Помнишь сцену, когда Бузыкин приходит к своей возлюбленной, машинистке Аллочке, а она юбку новую сшила… Идет как будто совсем незначительный житейский диалог, но — Боже мой! — сколько в нем всего. Вроде ничего особенного, танцуют слегка и бросают под музыку реплики друг другу; но весь человек насквозь просвечен, и нежность их отношений, и какая-то глубокая, не поддающаяся определению искренность проступает сквозь мелочи суетной их жизни и так же скрывается внезапно, как и появилась, точно прячется в панцирь, без которого не только черепахе, но и человеку в этой жизни никак нельзя. Каждое движение, каждый взгляд, поворот головы, интонация — непостижимое естество.

(…..)

про одного человека, связанного с «Осенним марафоном», можно сказать, что именно этот фильм по-настоящему его прославил. Речь, разумеется, о Норберте Кухинке — немецком журналисте, освещавшем советскую жизнь для западногерманских изданий «Шпигель» и «Штерн». С Кухинке дружил Юрий Кушнерев, который и познакомил его с Данелией. Георгий Николаевич остался от Норберта в восторге, но возникли сомнения: дозволят ли снимать в советской картине гражданина ФРГ? К счастью, умный человек посоветовал Данелии вовсе не заморачиваться по этому поводу, а утвердить Кухинке без всякого спроса. Мол, снимался же у тебя житель другой капстраны, Феликс Имокуэде, в «Совсем пропащем» — и ничего не случилось. Ничего не случилось и в этот раз, разве что несколько пострадал моральный облик герра Кухинке (в точном соответствии с сюжетом фильма, где герой Леонова напаивает профессора Хансена до такого положения риз, что тот попадает в вытрезвитель). Даже видавший виды Данелия был озадачен тем, сколь натурально интеллигентный Кухинке перевоплотился в своего героя — не перед камерой, а именно в жизни.

«Вечером заходит: рубашка расстегнута до пупа, волосы дыбом, очки искривлены, одного стекла нет.

И спрашивает:

— Георгий, а где эта старая б..дь Леонов?

— Не знаю.

“Быстро мы его перевоспитали!” — удивился я. А Норберт достает из кармана бутылку коньяка, наливает в стакан, выпивает и говорит: — Тостуемый пьет до дна!»

Наконец, самый, пожалуй, неожиданный факт, связанный с «Осенним марафоном», мы почерпнули аккурат из интервью Норберта Кухинке 2005 года: «Когда я был в гостях у Владимира Путина на его даче, он сказал мне: “Осенний марафон” — мой любимый фильм.
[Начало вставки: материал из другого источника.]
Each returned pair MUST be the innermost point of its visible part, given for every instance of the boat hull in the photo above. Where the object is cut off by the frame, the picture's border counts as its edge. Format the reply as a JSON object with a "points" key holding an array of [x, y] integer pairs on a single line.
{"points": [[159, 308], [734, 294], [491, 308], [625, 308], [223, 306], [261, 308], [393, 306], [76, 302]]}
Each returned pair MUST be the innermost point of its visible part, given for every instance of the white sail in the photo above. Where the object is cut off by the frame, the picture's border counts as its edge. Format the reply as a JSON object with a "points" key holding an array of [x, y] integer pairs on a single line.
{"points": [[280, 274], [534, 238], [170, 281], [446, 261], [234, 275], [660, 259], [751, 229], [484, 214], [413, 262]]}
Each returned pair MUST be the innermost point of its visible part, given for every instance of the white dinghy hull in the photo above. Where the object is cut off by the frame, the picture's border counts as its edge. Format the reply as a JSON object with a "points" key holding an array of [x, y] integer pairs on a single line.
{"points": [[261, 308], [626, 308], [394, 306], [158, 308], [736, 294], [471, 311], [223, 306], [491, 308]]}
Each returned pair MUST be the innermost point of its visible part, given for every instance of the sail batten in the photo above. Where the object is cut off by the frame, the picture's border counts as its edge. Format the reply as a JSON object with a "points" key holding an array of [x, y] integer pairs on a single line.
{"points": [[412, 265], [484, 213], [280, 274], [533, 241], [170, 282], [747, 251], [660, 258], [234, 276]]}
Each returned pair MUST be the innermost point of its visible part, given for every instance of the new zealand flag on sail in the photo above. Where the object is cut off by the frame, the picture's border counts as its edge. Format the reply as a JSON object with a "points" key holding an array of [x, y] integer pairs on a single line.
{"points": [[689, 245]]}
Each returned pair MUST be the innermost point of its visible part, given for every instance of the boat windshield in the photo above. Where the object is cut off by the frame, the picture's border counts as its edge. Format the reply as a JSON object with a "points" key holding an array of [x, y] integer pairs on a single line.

Я с удовольствием пересматриваю его каждый год».

Неизвестно, узнавал ли Путин себя в Бузыкине и его жизненной коллизии (ну а почему бы, собственно, и нет?), но почти каждый из создателей фильма смело мог воскликнуть: «Бузыкин — это я!» Как уже отмечалось, Володин писал сценарий про себя, а Данелия снимал кино про себя (отчасти именно поэтому Георгий Николаевич всегда называл «Осенний марафон» единственной своей картиной, про которую он заранее знал, как именно ее ставить). А своим мягким характером герой походил на композитора Петрова (недаром у Бузыкина такие же имя и отчество — Андрей Палыч).

….Виктория Токарева вспоминала, что Данелия «сказал мне однажды фразу, которая мне очень понравилась. “У меня было в жизни два потрясения. Первое — это я сам, и о нем я снял ‘Не горюй!’. А второе — это ты, и о нем я снял ‘Осенний марафон’. И выше этого мне никогда не прыгнуть”. Этими словами я очень горжусь».